Open MPI logo

MTT Devel Mailing List Archives

  |   Home   |   Support   |   FAQ   |   all MTT Devel mailing list

Subject: Re: [MTT devel] GSOC application
From: Jeff Squyres (jsquyres_at_[hidden])
Date: 2009-03-19 11:06:39

On Mar 19, 2009, at 10:51 AM, Mike Dubman wrote:

> I think we can switch to desired framework (datastore+mapreduce)
> gradually in the background:
> Here is a short battle plan:
> 1. create datastore (google`s or similar)
> 2. design datastore layout (what to keep, how to keep, objects &
> attributes)
> 3. create cmd line tool to submit results into datastore
> 4. integrate (3) into mtt
> 5. Milestone: we have tool to submit run results into two DBs
> (currents & datastore)

Agreed -- this is very do-able.

> 6. Create mpi-aware cmd line tool to query submitted results. Tool
> should allow query and fetch selected results.
> 7. Milestone: we have cmd line tool to query performance results.
> This tool can be used by community to play with custom scripts for
> fetching results and generating custom reports.
> 8. here we can collect 3rd party/contributed scripts to create
> various visual reports based on perf results.
> what do you think?
> I think we can provide some dark forces here to perform most of the
> steps.

Awesome! I can say that if this stuff becomes available, Cisco will
start "double submitting" -- do the currently-official postgres db
(i.e., same as today), and to the new/experimental datastore.

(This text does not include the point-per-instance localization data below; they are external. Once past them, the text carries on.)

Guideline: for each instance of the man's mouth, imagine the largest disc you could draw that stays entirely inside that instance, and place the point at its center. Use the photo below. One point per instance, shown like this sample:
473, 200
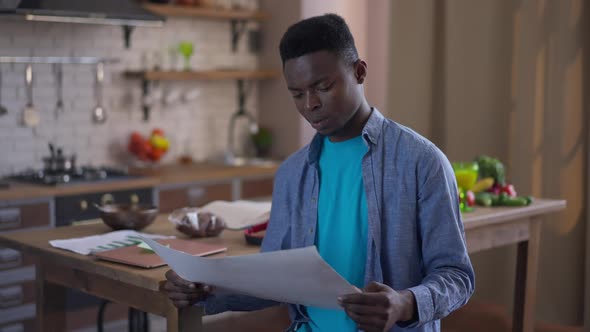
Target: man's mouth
319, 123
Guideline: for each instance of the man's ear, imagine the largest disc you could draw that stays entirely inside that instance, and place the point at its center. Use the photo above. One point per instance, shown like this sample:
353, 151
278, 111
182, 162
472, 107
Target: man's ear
360, 71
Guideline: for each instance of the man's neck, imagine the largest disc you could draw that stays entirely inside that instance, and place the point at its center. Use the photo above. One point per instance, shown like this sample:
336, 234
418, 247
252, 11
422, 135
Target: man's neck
355, 126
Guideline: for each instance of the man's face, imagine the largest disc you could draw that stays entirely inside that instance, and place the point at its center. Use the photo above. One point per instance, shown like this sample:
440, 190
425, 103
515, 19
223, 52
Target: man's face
325, 90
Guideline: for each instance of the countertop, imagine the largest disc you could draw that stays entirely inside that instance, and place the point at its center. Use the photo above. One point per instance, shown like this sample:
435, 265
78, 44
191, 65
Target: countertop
176, 173
152, 177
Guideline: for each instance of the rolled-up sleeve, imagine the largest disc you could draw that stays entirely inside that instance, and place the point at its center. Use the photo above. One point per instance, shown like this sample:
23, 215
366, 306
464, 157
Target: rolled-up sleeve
449, 278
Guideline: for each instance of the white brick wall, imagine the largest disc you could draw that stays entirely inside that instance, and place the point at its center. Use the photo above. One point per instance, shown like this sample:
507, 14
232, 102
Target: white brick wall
199, 126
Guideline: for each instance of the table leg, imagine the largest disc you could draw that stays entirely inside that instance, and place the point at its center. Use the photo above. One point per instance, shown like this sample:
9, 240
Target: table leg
51, 304
526, 280
183, 320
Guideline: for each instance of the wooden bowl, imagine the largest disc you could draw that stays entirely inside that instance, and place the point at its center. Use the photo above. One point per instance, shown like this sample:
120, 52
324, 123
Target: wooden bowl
128, 216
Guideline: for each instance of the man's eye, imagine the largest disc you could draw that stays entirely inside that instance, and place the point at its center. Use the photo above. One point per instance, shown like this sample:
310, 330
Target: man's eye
325, 88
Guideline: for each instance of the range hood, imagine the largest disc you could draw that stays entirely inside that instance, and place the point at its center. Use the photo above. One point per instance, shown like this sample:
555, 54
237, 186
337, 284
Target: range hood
112, 12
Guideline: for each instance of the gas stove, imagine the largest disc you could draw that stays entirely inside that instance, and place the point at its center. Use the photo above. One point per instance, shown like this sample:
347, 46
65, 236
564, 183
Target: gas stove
78, 175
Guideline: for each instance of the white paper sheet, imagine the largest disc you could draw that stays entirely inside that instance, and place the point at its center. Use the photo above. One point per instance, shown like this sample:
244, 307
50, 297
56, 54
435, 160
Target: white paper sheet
240, 214
108, 241
297, 276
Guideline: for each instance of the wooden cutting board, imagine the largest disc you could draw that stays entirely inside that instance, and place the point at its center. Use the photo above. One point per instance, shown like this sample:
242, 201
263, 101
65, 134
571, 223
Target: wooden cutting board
136, 256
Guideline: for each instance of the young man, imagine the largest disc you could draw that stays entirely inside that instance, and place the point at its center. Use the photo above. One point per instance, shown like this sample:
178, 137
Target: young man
378, 200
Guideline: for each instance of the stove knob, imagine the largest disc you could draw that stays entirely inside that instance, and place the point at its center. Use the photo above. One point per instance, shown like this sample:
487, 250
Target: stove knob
107, 199
134, 199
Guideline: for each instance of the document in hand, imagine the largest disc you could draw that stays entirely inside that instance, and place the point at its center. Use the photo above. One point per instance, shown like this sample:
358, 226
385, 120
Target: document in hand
297, 276
240, 214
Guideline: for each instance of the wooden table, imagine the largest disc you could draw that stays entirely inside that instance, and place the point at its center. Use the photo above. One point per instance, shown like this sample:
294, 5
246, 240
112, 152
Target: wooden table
485, 228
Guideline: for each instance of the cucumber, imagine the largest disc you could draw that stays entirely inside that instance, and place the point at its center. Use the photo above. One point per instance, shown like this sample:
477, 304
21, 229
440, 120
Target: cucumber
484, 198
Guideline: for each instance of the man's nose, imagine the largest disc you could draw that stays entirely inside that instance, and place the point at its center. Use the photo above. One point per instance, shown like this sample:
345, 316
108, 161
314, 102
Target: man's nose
311, 101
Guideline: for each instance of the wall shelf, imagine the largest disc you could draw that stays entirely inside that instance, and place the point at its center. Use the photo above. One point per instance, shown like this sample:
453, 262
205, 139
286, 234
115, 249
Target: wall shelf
211, 75
203, 75
237, 17
206, 12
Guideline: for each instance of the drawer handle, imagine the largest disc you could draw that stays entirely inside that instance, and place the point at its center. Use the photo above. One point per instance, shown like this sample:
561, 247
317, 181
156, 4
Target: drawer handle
134, 199
9, 218
9, 258
107, 199
11, 296
13, 328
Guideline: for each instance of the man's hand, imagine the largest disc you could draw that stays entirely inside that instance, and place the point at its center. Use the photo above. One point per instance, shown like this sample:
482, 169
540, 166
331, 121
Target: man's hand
184, 293
379, 307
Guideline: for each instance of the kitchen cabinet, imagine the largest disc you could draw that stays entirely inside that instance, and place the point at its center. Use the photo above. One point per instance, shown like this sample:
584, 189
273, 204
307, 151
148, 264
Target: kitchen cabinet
206, 12
17, 270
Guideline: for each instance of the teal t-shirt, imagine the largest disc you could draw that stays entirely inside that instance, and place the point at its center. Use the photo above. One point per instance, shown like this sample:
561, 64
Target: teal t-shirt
341, 236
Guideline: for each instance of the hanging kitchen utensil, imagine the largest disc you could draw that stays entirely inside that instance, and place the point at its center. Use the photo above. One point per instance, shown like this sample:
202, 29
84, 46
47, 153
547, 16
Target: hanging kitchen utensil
58, 73
3, 109
31, 117
99, 114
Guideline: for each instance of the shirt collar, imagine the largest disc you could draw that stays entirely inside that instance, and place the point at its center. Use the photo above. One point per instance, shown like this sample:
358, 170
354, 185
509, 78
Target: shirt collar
371, 133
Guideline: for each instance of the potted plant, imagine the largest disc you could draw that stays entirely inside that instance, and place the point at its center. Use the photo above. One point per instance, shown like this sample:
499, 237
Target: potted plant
262, 141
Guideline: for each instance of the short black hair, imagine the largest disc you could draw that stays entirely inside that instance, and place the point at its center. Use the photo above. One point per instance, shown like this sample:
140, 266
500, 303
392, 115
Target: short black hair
328, 32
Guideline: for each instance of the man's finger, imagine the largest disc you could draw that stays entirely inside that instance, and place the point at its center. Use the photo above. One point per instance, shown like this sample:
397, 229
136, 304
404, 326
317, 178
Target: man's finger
368, 328
365, 319
367, 309
374, 287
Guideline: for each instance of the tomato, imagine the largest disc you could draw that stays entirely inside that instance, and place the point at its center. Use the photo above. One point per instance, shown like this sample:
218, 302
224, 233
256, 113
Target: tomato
470, 198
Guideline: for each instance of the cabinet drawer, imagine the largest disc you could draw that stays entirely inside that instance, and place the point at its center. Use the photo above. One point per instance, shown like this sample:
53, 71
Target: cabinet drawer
193, 195
257, 188
11, 258
14, 295
17, 275
24, 216
18, 313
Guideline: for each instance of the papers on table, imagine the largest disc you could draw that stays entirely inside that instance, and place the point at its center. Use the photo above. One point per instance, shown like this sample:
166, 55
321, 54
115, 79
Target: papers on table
108, 241
298, 276
240, 214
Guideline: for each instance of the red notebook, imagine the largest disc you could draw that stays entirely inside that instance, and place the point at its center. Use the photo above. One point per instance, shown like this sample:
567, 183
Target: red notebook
136, 256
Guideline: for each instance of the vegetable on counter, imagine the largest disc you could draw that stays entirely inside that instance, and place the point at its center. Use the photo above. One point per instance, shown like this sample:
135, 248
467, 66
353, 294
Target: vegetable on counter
493, 168
483, 185
488, 199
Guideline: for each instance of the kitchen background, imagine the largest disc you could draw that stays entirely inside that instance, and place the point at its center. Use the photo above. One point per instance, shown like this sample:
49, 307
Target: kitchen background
195, 120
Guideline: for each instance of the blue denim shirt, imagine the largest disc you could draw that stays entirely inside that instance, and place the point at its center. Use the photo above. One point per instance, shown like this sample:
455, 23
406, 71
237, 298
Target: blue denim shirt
416, 237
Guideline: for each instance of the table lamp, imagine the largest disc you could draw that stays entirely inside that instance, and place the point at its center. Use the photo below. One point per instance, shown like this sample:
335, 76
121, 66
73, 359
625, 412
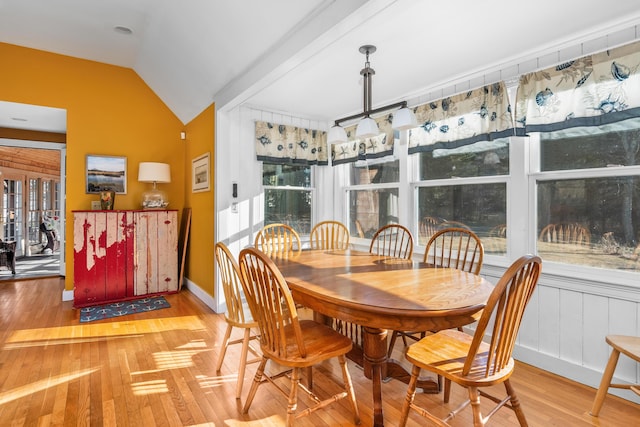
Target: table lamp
155, 173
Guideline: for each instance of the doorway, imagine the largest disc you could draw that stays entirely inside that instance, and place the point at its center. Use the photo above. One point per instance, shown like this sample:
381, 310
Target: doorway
31, 206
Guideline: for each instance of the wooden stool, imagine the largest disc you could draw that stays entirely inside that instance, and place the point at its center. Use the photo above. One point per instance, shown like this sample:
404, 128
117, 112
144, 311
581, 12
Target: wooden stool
627, 345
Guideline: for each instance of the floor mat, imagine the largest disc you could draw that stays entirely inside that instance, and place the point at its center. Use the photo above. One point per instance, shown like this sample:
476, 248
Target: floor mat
122, 308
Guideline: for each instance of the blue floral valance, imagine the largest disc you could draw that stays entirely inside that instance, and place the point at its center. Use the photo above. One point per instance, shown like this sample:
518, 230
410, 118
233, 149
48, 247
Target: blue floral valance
368, 148
594, 90
482, 114
283, 144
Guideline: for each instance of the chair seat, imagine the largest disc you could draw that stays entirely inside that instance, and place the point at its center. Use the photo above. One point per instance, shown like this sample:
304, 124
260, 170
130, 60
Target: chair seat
627, 345
248, 319
320, 341
445, 352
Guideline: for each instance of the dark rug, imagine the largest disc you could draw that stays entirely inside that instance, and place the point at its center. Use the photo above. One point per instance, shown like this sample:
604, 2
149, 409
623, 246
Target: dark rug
122, 308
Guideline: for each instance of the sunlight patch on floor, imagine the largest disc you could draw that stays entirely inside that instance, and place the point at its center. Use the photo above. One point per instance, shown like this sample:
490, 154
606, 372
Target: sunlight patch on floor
110, 329
27, 390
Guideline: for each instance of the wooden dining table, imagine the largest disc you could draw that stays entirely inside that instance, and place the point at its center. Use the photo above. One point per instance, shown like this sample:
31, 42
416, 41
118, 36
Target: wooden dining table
381, 293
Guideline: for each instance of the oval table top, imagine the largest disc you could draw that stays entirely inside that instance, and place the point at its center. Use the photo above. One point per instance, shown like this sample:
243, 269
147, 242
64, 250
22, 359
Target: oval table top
384, 292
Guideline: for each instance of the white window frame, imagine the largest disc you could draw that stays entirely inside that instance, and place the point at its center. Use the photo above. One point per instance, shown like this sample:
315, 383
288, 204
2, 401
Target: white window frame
577, 271
303, 236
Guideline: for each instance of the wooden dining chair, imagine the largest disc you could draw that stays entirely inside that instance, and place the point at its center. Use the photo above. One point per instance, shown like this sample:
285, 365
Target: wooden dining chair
278, 240
392, 240
454, 247
329, 235
627, 345
238, 314
469, 360
286, 339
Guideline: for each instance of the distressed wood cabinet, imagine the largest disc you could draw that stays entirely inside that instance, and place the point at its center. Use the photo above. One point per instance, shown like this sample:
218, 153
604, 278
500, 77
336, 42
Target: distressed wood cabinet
121, 255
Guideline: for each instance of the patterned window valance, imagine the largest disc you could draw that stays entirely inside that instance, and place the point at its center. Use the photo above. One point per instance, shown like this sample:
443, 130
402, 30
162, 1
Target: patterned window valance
482, 114
594, 90
368, 148
285, 144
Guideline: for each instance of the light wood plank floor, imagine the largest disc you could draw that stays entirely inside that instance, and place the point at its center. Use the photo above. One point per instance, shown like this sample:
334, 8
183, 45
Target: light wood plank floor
158, 369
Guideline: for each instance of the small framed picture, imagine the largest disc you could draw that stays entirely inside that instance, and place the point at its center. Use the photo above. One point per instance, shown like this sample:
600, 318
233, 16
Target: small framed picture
106, 173
200, 173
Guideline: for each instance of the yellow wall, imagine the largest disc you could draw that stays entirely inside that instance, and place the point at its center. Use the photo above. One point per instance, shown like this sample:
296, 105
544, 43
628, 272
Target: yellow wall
110, 111
200, 140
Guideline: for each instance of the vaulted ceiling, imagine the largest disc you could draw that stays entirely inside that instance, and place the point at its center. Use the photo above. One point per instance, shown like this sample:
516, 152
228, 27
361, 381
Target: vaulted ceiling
301, 57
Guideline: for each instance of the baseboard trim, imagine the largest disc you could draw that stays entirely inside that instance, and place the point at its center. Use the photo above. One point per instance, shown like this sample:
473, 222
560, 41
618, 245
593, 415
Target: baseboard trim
581, 374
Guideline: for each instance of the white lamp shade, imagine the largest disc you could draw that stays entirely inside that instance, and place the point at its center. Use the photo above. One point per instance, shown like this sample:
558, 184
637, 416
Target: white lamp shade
336, 135
404, 119
367, 128
154, 172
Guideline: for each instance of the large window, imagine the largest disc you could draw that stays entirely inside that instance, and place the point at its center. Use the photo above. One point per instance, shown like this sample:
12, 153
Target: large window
466, 188
288, 196
372, 195
588, 198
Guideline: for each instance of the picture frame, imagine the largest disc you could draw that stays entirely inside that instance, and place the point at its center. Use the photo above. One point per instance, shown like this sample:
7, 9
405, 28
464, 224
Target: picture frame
106, 173
200, 173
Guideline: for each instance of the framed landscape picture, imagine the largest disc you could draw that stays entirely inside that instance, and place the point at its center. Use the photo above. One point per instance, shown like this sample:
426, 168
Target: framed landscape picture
200, 173
106, 173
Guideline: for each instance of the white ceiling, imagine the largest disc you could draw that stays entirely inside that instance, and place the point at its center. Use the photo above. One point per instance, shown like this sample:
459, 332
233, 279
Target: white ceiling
298, 57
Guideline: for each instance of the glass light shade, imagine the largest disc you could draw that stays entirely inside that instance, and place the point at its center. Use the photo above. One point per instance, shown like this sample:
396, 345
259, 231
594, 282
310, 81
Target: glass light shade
154, 172
336, 135
404, 119
367, 128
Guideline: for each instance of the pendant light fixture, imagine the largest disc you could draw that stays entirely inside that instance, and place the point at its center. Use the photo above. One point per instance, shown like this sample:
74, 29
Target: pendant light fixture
403, 119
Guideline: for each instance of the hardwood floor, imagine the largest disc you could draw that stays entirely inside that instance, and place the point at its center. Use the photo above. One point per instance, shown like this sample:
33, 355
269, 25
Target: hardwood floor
158, 369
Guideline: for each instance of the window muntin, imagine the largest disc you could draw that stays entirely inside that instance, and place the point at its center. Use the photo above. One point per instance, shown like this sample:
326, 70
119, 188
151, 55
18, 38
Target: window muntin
374, 172
588, 198
590, 221
372, 195
596, 149
370, 209
288, 196
480, 207
480, 159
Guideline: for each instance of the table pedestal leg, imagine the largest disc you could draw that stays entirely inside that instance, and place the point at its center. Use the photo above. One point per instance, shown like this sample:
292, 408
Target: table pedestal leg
374, 364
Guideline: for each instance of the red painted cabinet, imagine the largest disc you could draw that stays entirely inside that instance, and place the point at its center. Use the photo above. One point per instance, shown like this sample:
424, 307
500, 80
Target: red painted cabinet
121, 255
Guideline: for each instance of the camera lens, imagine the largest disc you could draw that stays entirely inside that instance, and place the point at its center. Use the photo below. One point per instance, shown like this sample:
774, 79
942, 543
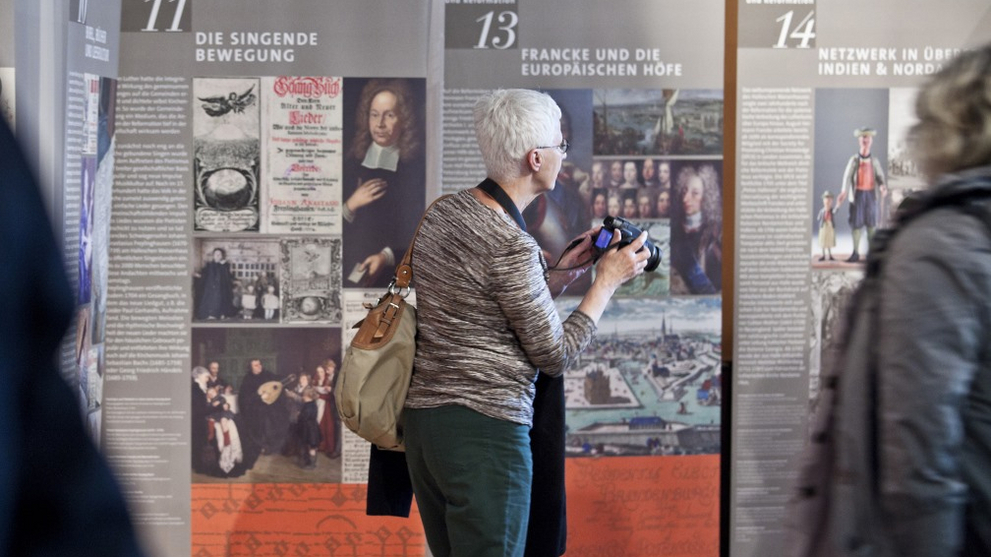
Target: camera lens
655, 256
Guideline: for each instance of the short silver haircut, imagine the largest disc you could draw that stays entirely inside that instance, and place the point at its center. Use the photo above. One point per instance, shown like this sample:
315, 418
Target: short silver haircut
954, 110
508, 124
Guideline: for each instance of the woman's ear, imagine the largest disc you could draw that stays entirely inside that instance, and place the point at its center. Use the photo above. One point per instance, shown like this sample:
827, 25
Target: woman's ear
535, 159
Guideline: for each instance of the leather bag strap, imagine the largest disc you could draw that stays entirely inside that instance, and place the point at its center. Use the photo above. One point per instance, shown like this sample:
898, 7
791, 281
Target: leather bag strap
404, 271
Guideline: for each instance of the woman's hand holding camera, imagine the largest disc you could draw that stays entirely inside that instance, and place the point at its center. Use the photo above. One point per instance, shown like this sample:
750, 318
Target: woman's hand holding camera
577, 258
617, 266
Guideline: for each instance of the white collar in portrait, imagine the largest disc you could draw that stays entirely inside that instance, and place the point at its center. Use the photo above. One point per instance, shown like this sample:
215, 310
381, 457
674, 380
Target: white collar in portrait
693, 222
377, 156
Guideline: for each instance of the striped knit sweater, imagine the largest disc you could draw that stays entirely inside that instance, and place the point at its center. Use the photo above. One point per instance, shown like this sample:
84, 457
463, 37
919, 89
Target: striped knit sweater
485, 318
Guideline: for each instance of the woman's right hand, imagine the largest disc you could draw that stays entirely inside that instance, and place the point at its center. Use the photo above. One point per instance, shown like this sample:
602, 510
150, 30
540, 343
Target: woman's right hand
367, 192
617, 266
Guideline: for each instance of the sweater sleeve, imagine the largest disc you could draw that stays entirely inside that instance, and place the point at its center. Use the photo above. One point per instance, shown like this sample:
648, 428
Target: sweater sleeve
520, 288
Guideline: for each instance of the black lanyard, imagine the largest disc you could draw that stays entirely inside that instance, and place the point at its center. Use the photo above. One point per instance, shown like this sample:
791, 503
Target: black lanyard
495, 190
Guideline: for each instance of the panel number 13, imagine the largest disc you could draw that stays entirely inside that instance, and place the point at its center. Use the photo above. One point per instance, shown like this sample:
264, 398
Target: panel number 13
803, 31
505, 35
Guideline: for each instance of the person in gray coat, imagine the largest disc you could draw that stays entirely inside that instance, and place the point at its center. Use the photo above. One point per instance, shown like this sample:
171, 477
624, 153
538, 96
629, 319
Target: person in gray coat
934, 364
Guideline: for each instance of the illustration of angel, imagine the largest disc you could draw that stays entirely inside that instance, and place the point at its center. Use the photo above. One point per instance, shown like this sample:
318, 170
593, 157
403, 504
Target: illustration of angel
219, 105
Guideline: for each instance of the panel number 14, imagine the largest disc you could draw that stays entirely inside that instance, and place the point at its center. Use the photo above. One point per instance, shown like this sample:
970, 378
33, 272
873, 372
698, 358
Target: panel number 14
803, 31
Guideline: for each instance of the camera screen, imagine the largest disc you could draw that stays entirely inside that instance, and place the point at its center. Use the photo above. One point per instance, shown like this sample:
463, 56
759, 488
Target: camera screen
604, 238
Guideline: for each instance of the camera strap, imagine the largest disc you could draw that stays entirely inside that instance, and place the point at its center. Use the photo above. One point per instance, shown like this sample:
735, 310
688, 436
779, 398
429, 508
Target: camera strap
494, 190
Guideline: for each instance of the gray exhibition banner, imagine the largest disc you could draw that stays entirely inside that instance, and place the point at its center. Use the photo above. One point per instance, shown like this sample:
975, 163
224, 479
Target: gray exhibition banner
810, 75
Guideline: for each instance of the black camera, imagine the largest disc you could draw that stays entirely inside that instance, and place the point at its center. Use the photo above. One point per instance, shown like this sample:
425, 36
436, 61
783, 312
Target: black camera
628, 233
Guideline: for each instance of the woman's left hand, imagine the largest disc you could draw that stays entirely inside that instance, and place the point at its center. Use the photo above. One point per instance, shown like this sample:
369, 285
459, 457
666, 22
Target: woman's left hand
577, 258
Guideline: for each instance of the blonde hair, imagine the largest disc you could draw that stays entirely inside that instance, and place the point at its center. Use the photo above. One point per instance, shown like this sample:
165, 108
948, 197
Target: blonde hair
954, 111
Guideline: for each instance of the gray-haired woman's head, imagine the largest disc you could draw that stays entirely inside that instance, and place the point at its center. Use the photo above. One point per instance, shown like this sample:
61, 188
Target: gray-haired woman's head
511, 122
954, 111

> Will it be possible to host datastore on and open access
> to it?

I think we have 2 options here:

1. Google's datastore/app engine. That requires signing up for a
Google Apps account with Google Engine access. Josh has one of these
(anyone can get a Google Apps account; as I understand it, you have to
apply for Google Engine access and approval can take a looooong time
-- Josh just got approved after nearly a year). Josh -- could we use
your account, perchance? (I'm not sure if this is Josh's main/
personal Google account, or a generic account he created)

2. Hadoop. This is the open source project that is modeled off
Google's papers that they published about map/reduce. We'd have to
host the hadoop data store somewhere (e.g., IU), but it benefits from
having multiple machines to store data, such as a data farm. I do not
believe that IU has such a resource.

There are definite similarities between the two choices, but I believe
the APIs are different -- so we have to code for one or the other.

I think I would prefer #1 in order to take care of the hosting issue.
If we get past the proof-of-concept stage, I'm guessing it'll be
pretty easy to get the funding to get a real Google Apps account (it's
$50/user/year -- darn cheap).

Jeff Squyres
Cisco Systems